Jackson Mayor on water crisis in Mississippi: ‘It’s humiliating to our residents’

Mayor Chokwe Antar Lumumba tells theGrio that residents in Jackson, Mississippi are "frustrated" amid ongoing water contamination as federal officials work to bring relief.

“It’s humiliating to our residents. They’re frustrated,” Mayor Chokwe Antar Lumumba said of residents in Jackson, Mississippi amid its ongoing water crisis. The mayor briefly spoke to theGrio by phone in an off-the-cuff interview Thursday afternoon. 

Jackson Mayor Chokwe Antar Lumumba speaks during a press conference on March 08, 2021 in Jackson, Mississippi. (Photo by Michael M. Santiago/Getty Images)

For years, the city of Jackson has dealt with water issues from a deteriorating water system in the state capitol. Now, 150,000 people are without clean and safe drinking water after historic rainfall storms cut off access last week.

In response to the crisis in Jackson, President Joe Biden declared a federal emergency and authorized the Federal Emergency Management Agency (FEMA) to coordinate disaster relief.

White House press secretary Karine Jean-Pierre noted that Jackson had received $20 million in funding from the administration’s American Rescue Plan (ARP) to upgrade the city’s water and sewer infrastructure. The presidential spokesperson also said that across the state of Mississippi, $450 million was provided through the COVID-19 economic recovery legislation.

“The state also has about $75 million in Bipartisan Infrastructure Law funding available to provide clean and safe water. And so we’ll continue to partner closely. We’re going to look at all options,” said Jean-Pierre.

White House press secretary Karine Jean-Pierre answers questions during the daily briefing at the White House on September 1, 2022 in Washington, DC. (Photo by Win McNamee/Getty Images)

This crisis has pulled a large scope of government agencies together to work to change the dynamic that has Jackson residents using bottled water for their daily routines. Residents are also being told that if they bathe or shower in the water to keep their mouths closed.

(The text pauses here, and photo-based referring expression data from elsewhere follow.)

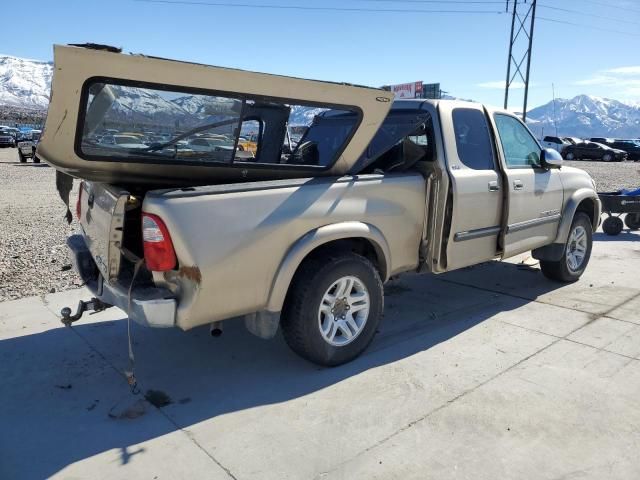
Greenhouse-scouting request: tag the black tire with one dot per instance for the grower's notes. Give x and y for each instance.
(632, 221)
(560, 270)
(301, 315)
(612, 225)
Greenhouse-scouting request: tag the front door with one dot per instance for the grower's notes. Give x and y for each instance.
(535, 194)
(476, 202)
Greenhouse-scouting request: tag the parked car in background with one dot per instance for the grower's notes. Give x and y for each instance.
(630, 146)
(594, 151)
(556, 143)
(602, 140)
(7, 139)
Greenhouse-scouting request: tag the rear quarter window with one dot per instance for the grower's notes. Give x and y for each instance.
(473, 140)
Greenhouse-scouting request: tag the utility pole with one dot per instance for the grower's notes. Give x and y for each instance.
(523, 18)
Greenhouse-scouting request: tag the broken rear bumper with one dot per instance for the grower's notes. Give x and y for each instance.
(149, 306)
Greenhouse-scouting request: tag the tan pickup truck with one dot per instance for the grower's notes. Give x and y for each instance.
(303, 237)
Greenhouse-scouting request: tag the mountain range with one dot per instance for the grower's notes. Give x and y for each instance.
(25, 85)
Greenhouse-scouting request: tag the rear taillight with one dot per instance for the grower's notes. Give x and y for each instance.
(158, 249)
(79, 202)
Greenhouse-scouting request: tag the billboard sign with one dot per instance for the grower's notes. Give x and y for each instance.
(407, 90)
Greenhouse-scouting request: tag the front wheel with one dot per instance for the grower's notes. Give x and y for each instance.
(576, 254)
(333, 309)
(612, 225)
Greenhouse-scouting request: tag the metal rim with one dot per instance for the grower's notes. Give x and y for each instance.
(577, 248)
(343, 311)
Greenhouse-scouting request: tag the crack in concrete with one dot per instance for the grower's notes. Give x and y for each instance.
(593, 317)
(437, 409)
(121, 373)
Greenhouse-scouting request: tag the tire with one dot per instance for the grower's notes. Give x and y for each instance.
(575, 255)
(612, 225)
(303, 316)
(632, 221)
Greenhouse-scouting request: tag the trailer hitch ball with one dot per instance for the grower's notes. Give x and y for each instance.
(216, 329)
(93, 305)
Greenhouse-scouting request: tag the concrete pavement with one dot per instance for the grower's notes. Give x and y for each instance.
(489, 372)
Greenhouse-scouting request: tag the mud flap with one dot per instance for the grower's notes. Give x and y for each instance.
(64, 184)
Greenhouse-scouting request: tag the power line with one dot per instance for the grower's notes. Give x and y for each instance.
(465, 2)
(609, 5)
(578, 12)
(593, 27)
(311, 8)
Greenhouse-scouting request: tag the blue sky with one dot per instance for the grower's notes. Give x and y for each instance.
(466, 53)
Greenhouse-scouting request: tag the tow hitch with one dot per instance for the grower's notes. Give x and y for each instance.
(93, 305)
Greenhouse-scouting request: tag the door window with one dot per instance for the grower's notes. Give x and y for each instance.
(521, 150)
(473, 141)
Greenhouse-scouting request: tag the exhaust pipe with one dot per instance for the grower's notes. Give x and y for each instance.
(215, 329)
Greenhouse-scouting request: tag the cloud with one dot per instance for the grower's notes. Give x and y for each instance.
(620, 80)
(500, 85)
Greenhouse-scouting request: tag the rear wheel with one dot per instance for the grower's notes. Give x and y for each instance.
(333, 309)
(612, 225)
(632, 221)
(576, 254)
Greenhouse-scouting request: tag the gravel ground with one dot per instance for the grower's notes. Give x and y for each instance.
(33, 253)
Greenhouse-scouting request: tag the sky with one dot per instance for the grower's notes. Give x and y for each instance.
(596, 54)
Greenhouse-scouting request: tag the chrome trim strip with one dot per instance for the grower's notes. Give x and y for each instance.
(517, 227)
(478, 233)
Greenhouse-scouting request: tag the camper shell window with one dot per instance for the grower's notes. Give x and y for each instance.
(132, 122)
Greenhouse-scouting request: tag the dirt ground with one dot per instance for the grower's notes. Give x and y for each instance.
(33, 252)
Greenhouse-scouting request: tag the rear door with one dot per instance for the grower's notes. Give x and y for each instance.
(96, 92)
(476, 200)
(534, 194)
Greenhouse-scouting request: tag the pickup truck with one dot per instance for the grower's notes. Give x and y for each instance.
(27, 147)
(294, 239)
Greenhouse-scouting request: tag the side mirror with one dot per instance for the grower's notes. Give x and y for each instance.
(550, 158)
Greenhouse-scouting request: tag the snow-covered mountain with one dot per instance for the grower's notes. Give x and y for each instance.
(24, 83)
(586, 116)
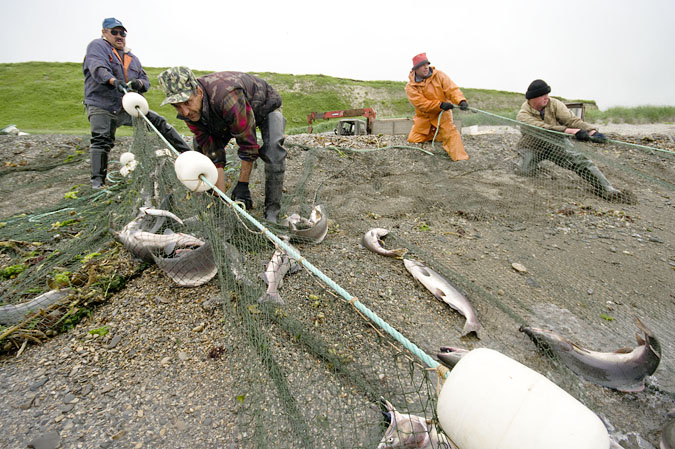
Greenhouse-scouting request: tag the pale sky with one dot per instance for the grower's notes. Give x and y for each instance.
(617, 52)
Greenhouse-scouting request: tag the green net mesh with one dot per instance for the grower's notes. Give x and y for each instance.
(538, 247)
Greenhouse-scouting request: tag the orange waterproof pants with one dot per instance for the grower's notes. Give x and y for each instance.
(448, 134)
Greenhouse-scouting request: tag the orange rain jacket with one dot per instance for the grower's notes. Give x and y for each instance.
(426, 96)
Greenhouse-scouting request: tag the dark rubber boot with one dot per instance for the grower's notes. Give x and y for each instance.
(168, 131)
(601, 185)
(99, 167)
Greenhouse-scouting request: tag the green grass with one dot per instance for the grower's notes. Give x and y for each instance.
(46, 97)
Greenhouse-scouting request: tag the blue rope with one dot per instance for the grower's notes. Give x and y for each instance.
(318, 273)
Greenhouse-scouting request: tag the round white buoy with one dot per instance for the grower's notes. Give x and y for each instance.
(490, 400)
(190, 165)
(132, 99)
(127, 157)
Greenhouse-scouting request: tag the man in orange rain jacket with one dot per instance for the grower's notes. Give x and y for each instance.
(431, 91)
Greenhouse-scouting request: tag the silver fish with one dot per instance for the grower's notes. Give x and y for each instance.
(312, 230)
(235, 261)
(410, 431)
(12, 314)
(623, 370)
(449, 355)
(139, 237)
(280, 264)
(190, 267)
(159, 213)
(444, 291)
(373, 241)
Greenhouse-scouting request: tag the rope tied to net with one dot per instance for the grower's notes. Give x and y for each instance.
(293, 253)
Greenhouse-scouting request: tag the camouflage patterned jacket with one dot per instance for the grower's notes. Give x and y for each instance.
(234, 104)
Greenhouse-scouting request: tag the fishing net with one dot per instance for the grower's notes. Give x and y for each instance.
(541, 248)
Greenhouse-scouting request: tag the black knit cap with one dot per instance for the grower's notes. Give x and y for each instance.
(537, 88)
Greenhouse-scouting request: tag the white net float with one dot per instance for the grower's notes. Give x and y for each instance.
(132, 99)
(490, 400)
(190, 165)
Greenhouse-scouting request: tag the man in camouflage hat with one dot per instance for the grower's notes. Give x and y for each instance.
(224, 105)
(110, 69)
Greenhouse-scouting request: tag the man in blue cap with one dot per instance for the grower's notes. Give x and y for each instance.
(110, 70)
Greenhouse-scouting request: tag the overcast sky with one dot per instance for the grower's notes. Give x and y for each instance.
(618, 52)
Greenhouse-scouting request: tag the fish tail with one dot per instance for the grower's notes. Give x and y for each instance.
(400, 252)
(473, 326)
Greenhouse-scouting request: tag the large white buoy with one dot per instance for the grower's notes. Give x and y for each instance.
(190, 165)
(491, 401)
(132, 99)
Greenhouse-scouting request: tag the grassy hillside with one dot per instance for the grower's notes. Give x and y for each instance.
(46, 97)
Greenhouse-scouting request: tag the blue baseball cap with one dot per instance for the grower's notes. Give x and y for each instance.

Environmental Protection Agency (EPA) Administrator Michael Regan, who is currently out of the country, said in a statement to theGrio: “The people of Jackson – like all communities across the country – deserve access to clean, safe, and reliable water. EPA is working closely with our FEMA partners and continuing to communicate with state and local officials on the ground in Mississippi to address the water crisis”

On Friday, FEMA Administrator Deanne Criswell headed to Jackson, Mississippi for a visit to identify solutions after residents have gone through a week of unclean and unsanitary water.

Regan acknowledged that the EPA is also deploying a subject-matter expert to support the emergency assessment of Jackson’s water treatment plants and has helped expedite the delivery of critical equipment to the O.B. Curtis Water Treatment Plant. 

Environmental Protection Agency administrator Michael Regan speaks at a news conference May 5, 2022, at the Department of Justice in Washington. The EPA is warning residents in 13 states and Puerto Rico about potential health risks from emissions of ethylene oxide, a chemical widely used to sterilize medical equipment and decontaminate spices. (AP Photo/Patrick Semansky, File)

“We will continue to coordinate closely with all partners as we assess additional steps to support the people of Jackson,” he said.

Before this water crisis, there were already prior water crisis issues in Jackson that created more of a compounded problem. 

In an interview with theGrio, U.S. Department of Labor Secretary Marty Walsh reminds Mississippi is one of the poorest southern states in the nation. The water crisis has only added more damage to what was an already weakened system. 

The water contamination has left Jackson residents desperate for water, and it has hit its economy as people are not working. The water crisis, which has created unsanitary conditions, has impacted farms and brick-and-mortar businesses.

“The workers down there are underrepresented in a lot of ways and underemployed. They don’t have good, strong jobs,” Walsh explained.

The White House is working with federal emergency agencies to meet the immediate need. However, officials say they plan to continue to assess additional needs while visiting on the ground. 

When it comes to stabilizing jobs after this crisis, Walsh said the administration has “a long-term strategy to strengthen the workforce” in Mississippi, and other states across the country, particularly in the South.